En América Latina, Mabel Moraña y Rita Segato han atendido el tema de las nodrizas, su importancia respecto a cuestiones de paternidad y maternidad en las comunidades negras y su influencia formativa en la sociedad criolla. Reparan en su función de transmisoras de otras lenguas y culturas y sus efectos en la configuración ideológica social, en la distinción y rivalidad desigual entre la madre legal y la de leche y entre el vínculo afectivo entre madre sustituta e infante, escindido en el prejuicio racial y la memoria de la separación de la propia cría.

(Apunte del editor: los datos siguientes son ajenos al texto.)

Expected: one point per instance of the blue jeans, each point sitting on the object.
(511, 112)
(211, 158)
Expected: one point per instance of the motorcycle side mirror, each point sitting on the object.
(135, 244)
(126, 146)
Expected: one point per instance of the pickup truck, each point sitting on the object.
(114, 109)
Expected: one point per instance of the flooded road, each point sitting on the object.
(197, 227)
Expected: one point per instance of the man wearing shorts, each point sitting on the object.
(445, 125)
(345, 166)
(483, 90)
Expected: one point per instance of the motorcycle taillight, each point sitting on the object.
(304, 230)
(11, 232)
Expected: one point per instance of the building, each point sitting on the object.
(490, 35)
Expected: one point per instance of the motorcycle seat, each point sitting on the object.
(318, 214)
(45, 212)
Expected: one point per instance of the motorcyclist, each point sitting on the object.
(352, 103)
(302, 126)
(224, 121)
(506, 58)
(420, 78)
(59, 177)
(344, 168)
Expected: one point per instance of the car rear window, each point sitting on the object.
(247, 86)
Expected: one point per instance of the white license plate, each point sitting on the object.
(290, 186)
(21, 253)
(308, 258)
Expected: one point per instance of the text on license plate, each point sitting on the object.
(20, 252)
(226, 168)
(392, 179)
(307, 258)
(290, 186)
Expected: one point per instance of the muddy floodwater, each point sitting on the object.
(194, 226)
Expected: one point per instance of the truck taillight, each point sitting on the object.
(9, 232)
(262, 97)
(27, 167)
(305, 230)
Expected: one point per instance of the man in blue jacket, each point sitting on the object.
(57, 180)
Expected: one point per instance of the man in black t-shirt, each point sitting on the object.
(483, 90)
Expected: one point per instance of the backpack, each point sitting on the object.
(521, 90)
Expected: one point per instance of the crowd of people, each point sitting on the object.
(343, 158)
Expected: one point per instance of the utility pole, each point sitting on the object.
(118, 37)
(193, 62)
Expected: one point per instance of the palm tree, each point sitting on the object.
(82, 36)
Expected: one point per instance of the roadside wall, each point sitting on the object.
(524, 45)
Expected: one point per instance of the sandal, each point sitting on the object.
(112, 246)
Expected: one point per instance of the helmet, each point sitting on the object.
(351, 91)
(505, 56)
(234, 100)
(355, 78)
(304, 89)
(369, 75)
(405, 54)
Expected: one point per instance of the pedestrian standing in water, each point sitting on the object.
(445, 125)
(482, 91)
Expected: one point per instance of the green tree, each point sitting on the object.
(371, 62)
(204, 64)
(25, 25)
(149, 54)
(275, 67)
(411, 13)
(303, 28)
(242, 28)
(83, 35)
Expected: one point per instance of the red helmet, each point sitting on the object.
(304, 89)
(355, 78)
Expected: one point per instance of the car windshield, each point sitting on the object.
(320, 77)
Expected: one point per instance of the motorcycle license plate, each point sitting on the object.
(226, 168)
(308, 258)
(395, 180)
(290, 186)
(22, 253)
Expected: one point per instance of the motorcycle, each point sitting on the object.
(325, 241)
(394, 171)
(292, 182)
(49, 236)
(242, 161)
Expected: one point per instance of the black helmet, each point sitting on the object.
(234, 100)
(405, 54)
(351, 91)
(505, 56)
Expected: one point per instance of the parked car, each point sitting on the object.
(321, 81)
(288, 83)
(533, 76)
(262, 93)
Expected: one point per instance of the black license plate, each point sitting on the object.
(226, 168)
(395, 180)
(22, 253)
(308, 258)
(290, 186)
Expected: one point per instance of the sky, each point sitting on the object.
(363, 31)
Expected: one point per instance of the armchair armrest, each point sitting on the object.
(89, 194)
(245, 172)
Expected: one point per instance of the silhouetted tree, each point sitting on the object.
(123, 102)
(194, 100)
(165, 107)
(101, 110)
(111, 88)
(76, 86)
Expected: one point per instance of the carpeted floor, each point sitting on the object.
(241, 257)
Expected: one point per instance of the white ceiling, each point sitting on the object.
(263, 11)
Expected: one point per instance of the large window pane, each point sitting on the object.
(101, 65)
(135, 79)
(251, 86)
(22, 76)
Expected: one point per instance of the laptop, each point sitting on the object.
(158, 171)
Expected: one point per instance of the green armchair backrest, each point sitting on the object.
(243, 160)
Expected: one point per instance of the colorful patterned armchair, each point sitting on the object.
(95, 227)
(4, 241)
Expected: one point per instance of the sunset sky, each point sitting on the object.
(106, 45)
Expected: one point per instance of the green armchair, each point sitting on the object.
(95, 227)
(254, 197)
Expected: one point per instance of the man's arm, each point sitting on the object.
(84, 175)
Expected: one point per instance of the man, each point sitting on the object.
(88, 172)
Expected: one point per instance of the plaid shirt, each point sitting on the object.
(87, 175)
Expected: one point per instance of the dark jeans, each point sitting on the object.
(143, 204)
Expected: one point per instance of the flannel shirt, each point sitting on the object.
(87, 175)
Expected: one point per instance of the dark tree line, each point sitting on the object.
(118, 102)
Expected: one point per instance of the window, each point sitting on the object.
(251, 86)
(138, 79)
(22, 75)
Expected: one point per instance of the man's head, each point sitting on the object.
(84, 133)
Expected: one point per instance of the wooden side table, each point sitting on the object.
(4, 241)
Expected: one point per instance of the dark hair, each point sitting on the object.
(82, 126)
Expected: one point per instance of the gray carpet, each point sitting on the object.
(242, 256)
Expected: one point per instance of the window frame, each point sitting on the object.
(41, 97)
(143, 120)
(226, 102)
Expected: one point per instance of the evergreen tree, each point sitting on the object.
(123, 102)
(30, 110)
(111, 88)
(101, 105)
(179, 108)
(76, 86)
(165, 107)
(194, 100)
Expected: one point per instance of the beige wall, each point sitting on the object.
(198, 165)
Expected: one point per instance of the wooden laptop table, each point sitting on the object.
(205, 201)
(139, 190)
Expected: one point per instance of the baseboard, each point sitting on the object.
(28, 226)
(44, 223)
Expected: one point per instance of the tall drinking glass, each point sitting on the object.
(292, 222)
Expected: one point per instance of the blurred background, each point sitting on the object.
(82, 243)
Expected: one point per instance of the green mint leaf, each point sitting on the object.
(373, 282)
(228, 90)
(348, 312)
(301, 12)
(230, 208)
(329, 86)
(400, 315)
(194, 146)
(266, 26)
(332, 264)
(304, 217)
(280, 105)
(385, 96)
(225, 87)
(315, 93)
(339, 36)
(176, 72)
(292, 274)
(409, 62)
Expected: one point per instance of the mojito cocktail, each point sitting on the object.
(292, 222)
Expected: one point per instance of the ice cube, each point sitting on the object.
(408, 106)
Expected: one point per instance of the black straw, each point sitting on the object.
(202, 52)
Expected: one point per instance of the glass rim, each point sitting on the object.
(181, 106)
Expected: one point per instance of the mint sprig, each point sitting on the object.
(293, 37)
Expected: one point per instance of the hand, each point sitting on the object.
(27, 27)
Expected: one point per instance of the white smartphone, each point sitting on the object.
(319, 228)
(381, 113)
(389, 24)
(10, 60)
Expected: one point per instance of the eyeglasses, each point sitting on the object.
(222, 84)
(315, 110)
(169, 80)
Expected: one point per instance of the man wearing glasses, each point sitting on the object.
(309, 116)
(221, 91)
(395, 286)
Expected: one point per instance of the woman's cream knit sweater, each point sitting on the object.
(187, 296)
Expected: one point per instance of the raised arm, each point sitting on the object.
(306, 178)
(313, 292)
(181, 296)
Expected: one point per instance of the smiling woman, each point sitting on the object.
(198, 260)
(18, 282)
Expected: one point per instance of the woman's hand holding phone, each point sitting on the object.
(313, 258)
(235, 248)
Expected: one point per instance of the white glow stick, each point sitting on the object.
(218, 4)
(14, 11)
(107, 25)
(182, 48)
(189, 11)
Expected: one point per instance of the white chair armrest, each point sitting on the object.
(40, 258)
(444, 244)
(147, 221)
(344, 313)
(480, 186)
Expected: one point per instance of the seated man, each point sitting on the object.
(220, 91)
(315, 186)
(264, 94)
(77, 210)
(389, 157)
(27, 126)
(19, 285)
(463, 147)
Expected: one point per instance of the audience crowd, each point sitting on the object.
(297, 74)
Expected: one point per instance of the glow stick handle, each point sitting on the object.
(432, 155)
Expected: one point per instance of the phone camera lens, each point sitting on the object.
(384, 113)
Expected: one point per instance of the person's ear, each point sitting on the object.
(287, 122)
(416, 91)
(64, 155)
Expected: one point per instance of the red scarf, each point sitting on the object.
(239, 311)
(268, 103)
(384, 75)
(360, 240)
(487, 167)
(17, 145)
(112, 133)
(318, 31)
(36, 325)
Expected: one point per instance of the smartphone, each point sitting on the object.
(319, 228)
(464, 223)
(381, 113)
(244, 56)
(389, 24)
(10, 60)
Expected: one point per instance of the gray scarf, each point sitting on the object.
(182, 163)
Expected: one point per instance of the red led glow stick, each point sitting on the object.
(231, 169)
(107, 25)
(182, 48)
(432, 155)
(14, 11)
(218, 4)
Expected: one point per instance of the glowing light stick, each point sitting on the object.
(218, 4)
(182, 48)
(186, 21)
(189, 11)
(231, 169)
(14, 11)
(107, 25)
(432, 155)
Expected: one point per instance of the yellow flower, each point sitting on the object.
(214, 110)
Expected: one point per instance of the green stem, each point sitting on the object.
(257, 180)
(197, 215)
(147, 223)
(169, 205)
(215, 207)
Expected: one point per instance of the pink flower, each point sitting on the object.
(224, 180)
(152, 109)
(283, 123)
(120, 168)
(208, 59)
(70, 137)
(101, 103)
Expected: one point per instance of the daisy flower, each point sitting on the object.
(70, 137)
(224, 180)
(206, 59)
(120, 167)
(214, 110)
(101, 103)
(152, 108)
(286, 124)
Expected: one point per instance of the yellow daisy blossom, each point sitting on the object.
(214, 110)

En otros casos, el efecto del rechazo y vergüenza de la leche de la negra incorporada al cuerpo del blanco, conduce a la misoginia o el prejuicio más pronunciado o, ante el reconocimiento del hurto del pecho, a una conciencia y gestión crítica. Pienso que fue el caso extremo de crueldad a la esclava y, luego, a las “nodrizas” negras y mulatas que recurrieron, por necesidad, a alquilarse tras la abolición. Posteriormente, emplear niñeras blancas cuya leche no estuviese contaminada por la sangre negra, sería un signo de prestigio social. Ver de Segato “El Edipo negro: colonialidad y forclusión de género y raza” en La crítica de la colonialidad en once ensayos (Prometeo, 2015). También, de Segato, La guerra contra las mujeres (Prometeo, 2021) y de Moraña, Pensar el cuerpo (Herder, 2021). Posteriormente, emplear niñeras blancas cuya leche no estuviese contaminada por la sangre negra, sería un signo de prestigio social.
[6] Sobre este tema ver de Malena Rodríguez Castro, Poéticas de la devastación y la insurgencia (Editorial Educación Emergente, 2022).